小馬哥立在一邊欲言又止,馬老板咬著煙槍沉吟好一會,方才說道:“常大夫那個藥箱,我見過多次,照著樣子做出來容易,就是這材料,我沒法子,那紫檀木只是聽說過沒見過。”

何素雪更覺心痛,美眸暗淡,愁容滿面。“就我現在的條件,貴的也做不起,就麻煩您先用輕薄耐用的木料做一個對付著用吧。往后等我找著好料子,再給師傅做個好的。”

馬老板點點頭,“就是這話,咱小老百姓的,人有多大碗。就裝多少飯,你放心,保管還你一模一樣的箱子來。”

“那就多謝馬老板了。”何素雪恭恭敬敬做了個揖,又問年三十前能不能做好,她想當成年禮送給師傅。

這個要得有點急,攏共還有三天就過年了。在何素雪擔心的目光中,馬老板一拍大腿,說:“成!年前準叫伙計把箱子送去!”

何素雪立刻眉開眼笑。掏出一錠銀元寶放在桌上,說是訂金。

這是一錠十兩的元寶,馬老板心中已有了計較,二話不說就收起來了,何素雪就更高興了。這證明人家馬老板準備全力以赴做箱子了。

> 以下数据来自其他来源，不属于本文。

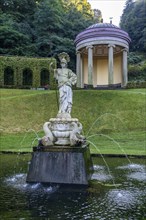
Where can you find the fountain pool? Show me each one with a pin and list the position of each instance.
(102, 200)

高大娘在灶房喊了一聲,小馬哥跑出去。端回來兩碗湯圓,上面還臥了個雞蛋,香甜的味道直勾人口水。

何素雪和趙本真推讓幾下,便也吃了,馬老板兩口子笑瞇瞇地看著他們吃,仿佛比他們自己吃還要香甜。

最想辦的事情辦完了,何素雪回程的路上也沒那么糾結了,跑去張記雜貨鋪轉了一圈,聽說徐小哥說焦嬸子已經從這拿了不少炒貨點心,她也就歇了置辦的心思,甩甩手,回家。

家這個字,又悄悄住進了何素雪心里,這個字等于江南藥鋪,等于她的精神寄托、心靈依附。

回到鋪子向師傅大人交了差,何素雪便安安心心等過年了,這是她在大明朝的第一個年,也是頭一回沒有父母親人的陪伴下過年。

原本以為,大雪封路,軍士們即使都可以出院,但也要在江南藥鋪過年了,沒想到二十八那天,各兵營就分別來接人了,據說全軍將士都出動了,挖通了各兵營衛所到城里的官道。

江南藥鋪熱鬧了整整一天,各營不單是來接人的,還是來送禮的,包袱提盒麻袋流水般扛進院子,街坊鄰居都跑來看,眼睛都紅了。

現在大家條件有限,將士們的禮物不多,幾斤米幾斤面的,還有將士們自己獵的野物,一只兔子兩只野雞什么的,多少是一點心意,常得貴非常感動,何素雪不止一次看見他紅了眼眶。

這一天,師傅大人仰頭望天吸鼻子的次數特別多,導致何素雪不敢問住院費手術費什么的。

晚飯時方再年提了一嘴,說是兵部有人來結算過了,具體多少方再年沒說,這位江南藥鋪排位第一的伙計不是蓋的,嘴巴特嚴,連他叔方老板都問不出一二三來,難怪常得貴看重他。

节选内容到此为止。